Василий Дмитриевич Фёдоров
РАБОТЫ – НЕПОЧАТЫЙ КРАЙ
(о современной литературной критике)

   Критика, как и другие жанры литературы, дело конкретное. Высказывать ей какие-нибудь пожелания — всё равно, что давать советы по ненаписанному роману или поэме. Кроме того, во все времена на критику жаловались, что она отстает от литературы, а литературу упрекали, что она от¬стает от жизни. Но проходило время — в критике оставались Белинский, Добролюбов, в литературе — Толстой, Маяковский, Есенин.
Такие парадоксы возможны и в наше время.

   Однако сегодня признаемся, что литература у нас есть, а серьёзная критика почти отсутствует. Если уточнять претензии к нынешней критике, то следует сказать, что действительно наша литература накопила достаточно материала для выявления её главных тенденций. Занимаясь повседневностью литературы, критика не успевает даже сравнивать то, что было, с тем, что есть.
 
   В прозе, например, можно было бы задаться вопросом: чем отличается послевоенный роман типа «Далеко от Москвы»  В. Ажаева от современного?  В ажаевском романе и сама его конструкция, и конфликты определены производственной задачей — прокладкой нефтепровода. Нефтепровод — организатор материала. Что организует современный роман? В романе В. Кожевникова «Знакомьтесь, Балуев» таким организатором стала личность, а между тем общие ситуации схожи. По сему не случайно даже, что имя вынесено в заглавие. А что получается, когда в современных повестях и романах отсутствует личность как организующее начало? Псевдопсихологизм и аморфность.
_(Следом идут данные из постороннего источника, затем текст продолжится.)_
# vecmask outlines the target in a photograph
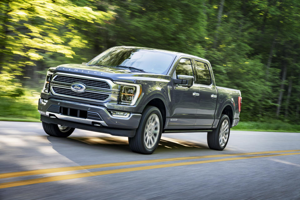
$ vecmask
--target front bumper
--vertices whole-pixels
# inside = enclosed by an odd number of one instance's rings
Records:
[[[87,117],[82,118],[63,114],[61,107],[84,111],[87,112]],[[39,100],[38,109],[41,114],[41,120],[47,123],[51,121],[53,123],[63,125],[63,122],[68,122],[70,127],[85,130],[89,127],[89,130],[127,137],[134,136],[142,116],[140,114],[131,113],[127,117],[114,117],[103,107],[52,98],[48,99],[44,105]],[[81,128],[78,126],[79,124],[84,126],[80,126]],[[111,132],[108,131],[110,129],[112,130]],[[127,131],[126,134],[122,134],[121,130],[131,130],[132,132],[128,135]],[[119,133],[116,133],[118,131]]]

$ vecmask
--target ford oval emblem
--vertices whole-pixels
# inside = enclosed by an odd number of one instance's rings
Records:
[[[85,86],[83,83],[75,82],[72,83],[71,89],[73,91],[82,92],[85,90]]]

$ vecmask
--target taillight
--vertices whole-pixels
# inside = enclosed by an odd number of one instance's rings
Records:
[[[241,107],[242,106],[242,97],[238,97],[238,112],[241,112]]]

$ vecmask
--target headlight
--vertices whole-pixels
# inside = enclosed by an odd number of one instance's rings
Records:
[[[47,75],[46,76],[46,79],[45,80],[44,88],[43,88],[42,92],[46,93],[49,93],[49,84],[50,82],[50,79],[51,78],[51,75],[53,74],[53,72],[47,72]]]
[[[142,93],[142,88],[138,84],[116,82],[121,85],[118,103],[133,106],[135,104]]]

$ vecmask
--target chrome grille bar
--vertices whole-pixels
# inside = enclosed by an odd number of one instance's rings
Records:
[[[108,83],[104,81],[82,78],[79,77],[58,75],[54,78],[53,80],[55,81],[69,83],[72,83],[74,82],[80,82],[83,83],[88,87],[100,88],[108,89],[110,88],[110,87]]]
[[[52,87],[52,89],[55,93],[59,94],[101,101],[105,100],[109,96],[108,94],[95,93],[87,91],[81,93],[77,92],[72,90],[71,88]]]
[[[85,85],[84,92],[71,89],[72,84],[75,82]],[[50,81],[50,89],[53,95],[98,102],[117,101],[119,86],[108,79],[61,72],[54,73]]]

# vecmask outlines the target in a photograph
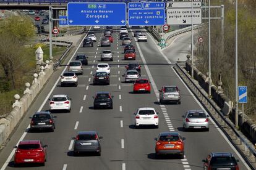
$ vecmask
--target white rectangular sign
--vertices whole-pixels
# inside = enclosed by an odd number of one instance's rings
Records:
[[[168,25],[191,25],[191,8],[168,9],[166,18]],[[201,8],[193,9],[193,24],[202,23]]]
[[[193,2],[193,7],[200,7],[202,6],[201,2]],[[192,7],[191,2],[167,2],[166,8],[176,8],[176,7]]]

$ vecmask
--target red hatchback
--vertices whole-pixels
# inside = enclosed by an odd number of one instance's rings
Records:
[[[40,140],[20,141],[15,151],[14,163],[41,163],[45,166],[46,161],[46,145],[43,145]]]
[[[147,79],[138,79],[134,84],[134,93],[147,92],[150,93],[150,82]]]
[[[108,39],[109,39],[110,42],[113,42],[113,38],[111,35],[105,35],[106,38],[108,38]]]

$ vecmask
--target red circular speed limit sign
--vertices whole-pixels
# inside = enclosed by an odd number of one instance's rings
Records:
[[[164,31],[168,31],[168,30],[169,30],[169,25],[168,25],[167,24],[164,24],[163,26],[163,30],[164,30]]]
[[[59,33],[59,30],[58,28],[54,28],[53,29],[53,33],[54,34],[57,34]]]
[[[198,42],[199,43],[203,43],[203,38],[202,36],[198,37]]]

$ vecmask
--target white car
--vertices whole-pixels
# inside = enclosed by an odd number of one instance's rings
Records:
[[[78,85],[78,78],[75,73],[64,72],[61,78],[61,86],[69,84],[74,84],[75,86]]]
[[[158,128],[158,112],[153,107],[142,107],[138,108],[135,115],[135,127],[141,125],[153,125]]]
[[[106,72],[108,75],[110,74],[110,67],[108,63],[98,63],[96,73],[97,72]]]
[[[97,41],[97,38],[96,38],[95,34],[88,35],[87,38],[90,38],[92,41],[94,42],[96,42]]]
[[[71,110],[71,99],[66,94],[54,95],[49,99],[49,103],[50,110],[66,110],[69,112]]]
[[[119,33],[128,33],[127,28],[121,28]]]
[[[148,38],[145,34],[140,34],[138,36],[138,42],[139,41],[147,41]]]

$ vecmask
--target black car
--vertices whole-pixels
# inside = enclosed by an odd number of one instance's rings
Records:
[[[101,147],[100,144],[100,137],[95,131],[79,132],[75,137],[74,145],[74,155],[77,156],[80,153],[95,153],[100,156]]]
[[[136,62],[129,63],[126,66],[126,70],[136,70],[138,71],[140,75],[140,68],[141,66]]]
[[[203,169],[239,169],[237,162],[231,153],[215,152],[208,155],[203,162]]]
[[[85,55],[77,55],[75,57],[75,60],[81,61],[83,65],[88,65],[87,57]]]
[[[83,47],[93,47],[93,42],[90,38],[85,38],[83,39]]]
[[[35,129],[47,129],[54,131],[55,129],[54,118],[49,111],[36,112],[31,118],[30,131]]]
[[[98,92],[96,93],[94,98],[93,107],[94,109],[98,108],[113,108],[113,102],[111,95],[109,92]]]
[[[109,76],[106,72],[97,72],[94,75],[93,84],[105,84],[109,85]]]
[[[127,44],[124,46],[124,53],[126,53],[127,50],[133,50],[135,52],[135,47],[132,44]]]
[[[125,37],[128,37],[128,33],[126,32],[122,32],[119,34],[119,39],[122,39]]]

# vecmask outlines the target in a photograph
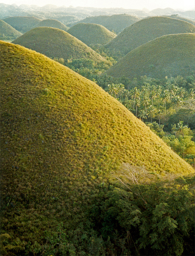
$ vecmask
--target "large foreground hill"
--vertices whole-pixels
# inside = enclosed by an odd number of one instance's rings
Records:
[[[86,44],[61,29],[46,27],[36,28],[13,41],[50,58],[87,58],[96,63],[106,59]]]
[[[160,176],[194,170],[95,83],[0,43],[1,255],[102,255],[92,234],[84,248],[83,223],[92,228],[86,211],[98,214],[90,204],[122,162]]]
[[[195,26],[188,22],[164,17],[141,20],[123,30],[106,47],[127,54],[131,51],[164,35],[195,33]]]
[[[192,33],[163,36],[130,51],[107,74],[117,77],[123,74],[131,79],[145,75],[163,79],[194,75],[195,42]]]

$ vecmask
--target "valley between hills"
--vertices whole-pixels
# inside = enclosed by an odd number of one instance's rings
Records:
[[[0,255],[194,255],[189,11],[0,6]]]

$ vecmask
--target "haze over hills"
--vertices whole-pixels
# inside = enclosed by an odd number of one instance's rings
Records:
[[[124,29],[106,47],[127,54],[136,47],[163,35],[184,33],[195,33],[195,26],[168,17],[150,17]]]
[[[115,14],[111,16],[99,16],[89,17],[81,20],[79,23],[92,23],[103,26],[110,31],[118,34],[124,28],[139,20],[135,16],[126,14]]]
[[[67,32],[53,28],[33,28],[13,41],[53,59],[87,58],[95,63],[107,61],[78,39]]]
[[[59,29],[61,29],[64,31],[67,31],[68,29],[68,28],[60,21],[53,19],[42,20],[35,25],[35,27],[50,27],[59,28]]]
[[[195,70],[195,34],[163,36],[129,52],[106,71],[107,74],[133,78],[146,75],[187,77]]]
[[[8,24],[0,20],[0,40],[14,40],[22,34],[14,28]]]
[[[3,20],[22,33],[31,29],[41,20],[33,17],[14,17],[4,19]]]
[[[104,45],[117,36],[103,26],[96,24],[80,23],[74,25],[67,32],[88,46]]]

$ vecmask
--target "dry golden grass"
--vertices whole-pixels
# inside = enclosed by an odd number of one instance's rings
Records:
[[[148,42],[164,35],[195,33],[195,26],[183,20],[162,16],[143,19],[129,26],[106,47],[127,54]]]
[[[36,28],[14,40],[13,43],[31,49],[50,58],[86,58],[96,63],[106,60],[67,32],[53,28]]]

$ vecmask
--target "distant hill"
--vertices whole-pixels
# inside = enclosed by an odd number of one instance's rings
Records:
[[[177,20],[180,20],[186,21],[186,22],[188,22],[189,23],[190,23],[193,25],[195,26],[195,21],[194,21],[194,20],[190,20],[189,19],[187,19],[186,18],[184,18],[184,17],[181,17],[180,16],[178,16],[177,15],[174,14],[168,16],[167,17],[169,18],[173,18],[173,19],[176,19]]]
[[[52,19],[42,20],[35,26],[35,27],[50,27],[59,28],[64,31],[67,31],[68,29],[68,28],[60,21]]]
[[[106,47],[126,54],[147,42],[163,35],[184,33],[195,33],[195,26],[167,17],[150,17],[125,28]]]
[[[102,15],[88,17],[79,23],[99,24],[118,34],[124,28],[136,22],[140,19],[136,17],[125,14],[114,14],[111,16]]]
[[[194,172],[95,83],[20,46],[1,41],[0,49],[1,255],[102,255],[101,245],[96,250],[93,240],[90,247],[83,245],[85,236],[89,240],[98,238],[94,236],[96,230],[86,233],[96,225],[90,219],[101,213],[99,208],[109,201],[109,217],[114,196],[120,203],[123,196],[129,204],[140,201],[139,209],[147,211],[150,195],[156,205],[159,200],[158,184],[150,193],[145,192],[148,186],[141,185],[144,193],[137,196],[138,187],[134,198],[125,190],[108,197],[115,185],[113,173],[122,171],[123,162],[134,168],[144,165],[149,182],[153,177],[161,180],[167,174],[172,177]],[[180,188],[185,181],[181,180]],[[149,197],[148,203],[143,202],[142,195]],[[165,203],[157,204],[164,210]],[[133,205],[131,209],[139,214]]]
[[[117,36],[102,25],[96,24],[80,23],[70,28],[67,32],[88,46],[104,45]]]
[[[130,51],[106,73],[113,77],[123,74],[131,78],[194,74],[195,42],[193,33],[163,36]]]
[[[19,37],[22,34],[17,31],[3,20],[0,20],[0,40],[11,41]]]
[[[31,29],[41,20],[33,17],[17,16],[6,18],[3,20],[17,30],[24,33]]]
[[[13,41],[53,59],[87,58],[95,62],[106,61],[103,57],[69,33],[58,28],[33,28]]]

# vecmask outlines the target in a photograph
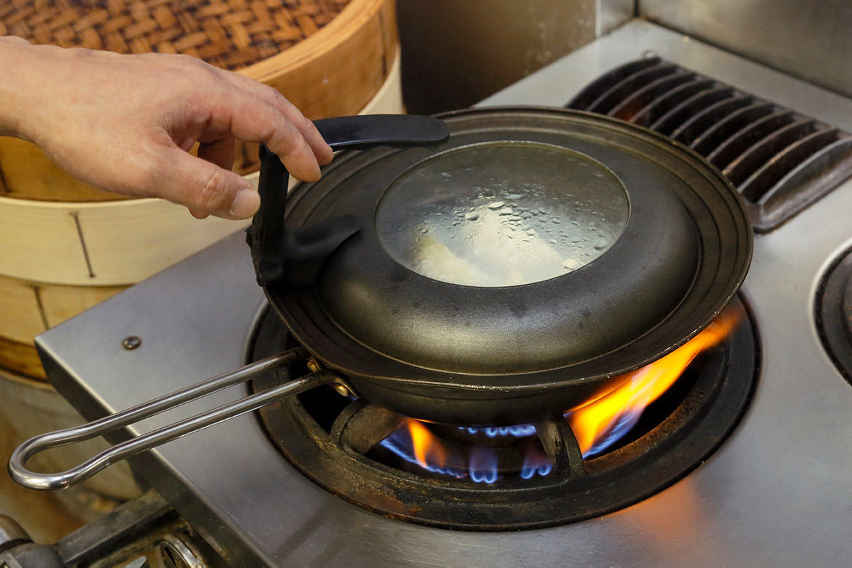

   Те же тенденции, даже ещё заметней, мы обнаружим и в поэзии. Она стала менее декларативной и риторичной, от металлоконструкций повернулась к человеку, к его духовному миру. Но и на этом пути у неё много подводных камней. Риторика штука хитрая. Утратив видимость риторики, она сегодня оборачивается психологическим штампом, полной непривязанностью к явлениям жизни, в которых пребывает современный человек. Пятнадцать двадцать лет назад понятие «красота» входило в поэзию как факт революционный. Сегодня во многих случаях оно стало только словом, которое успели изрядно затаскать.

   Наша поэзия накопила достаточно материала и в жанре поэмы, и в лирике, что дает, возможность поразмышлять о развитии, но, к сожалению, размышлений-то в нашей критике и не хватает. Возьмём, к примеру, историческую тему в нашей поэзии. Она бы дала критику возможность обнаружить тенденции самые современные и злободневные, из которых одна лежит прямо на поверхности, — это «приспособить» историю и суетных целях нашего «сегодня». Тут возникает много проблем, например — что поэт имеет право приспособить, а что не имеет? История не сказка, которую можно рассказывать в десяти вариантах, в зависимости от характера и пристрастии сказителя.

   Другое дело, когда последствия какого-нибудь исторического события или факта становятся ясны значительно позднее. Бывает, время по-новому высвечивает их, — то, что было заставлено мелкими суетными событиями, обнажается более отчетливо. Но и здесь не может быть произвола в толкованиях, тем более в модернизации самих событий и фактов.

   Одним словом, у нашей критики работы непочатый край. На мой взгляд, до многого она не доходит потому, что явления литературы не рассматривает в ее явных и подспудных связях. Стоит только тронуть эти связи, как один узел приведёт к другому, а другой — к третьему. Мне кажется, что для лёгкости анализа связи явлений обрываются даже нарочито, вещи рассматриваются изолированно друг от друга, а это даёт возможность прибегать к оптическим фокусам, когда малое может быть представлено большим, большое — малым. Подобная изолированность особенно заметна на рецензиях. Читая их, обращаешь внимание на то, как много у нас поэтов-философов, что ни поэт, то философ.

  Чувство общего процесса в поэзии избавило бы нашу критику от излишней, по существу, предательской щедрости.
Критике нужен такой авторитет, чтобы поэт мог сказать: «От тебя и хула — похвала».

ВАСИЛИЙ ФЁДОРОВ


Газета «Литературная Россия» от 14 января 1972 года.с.2.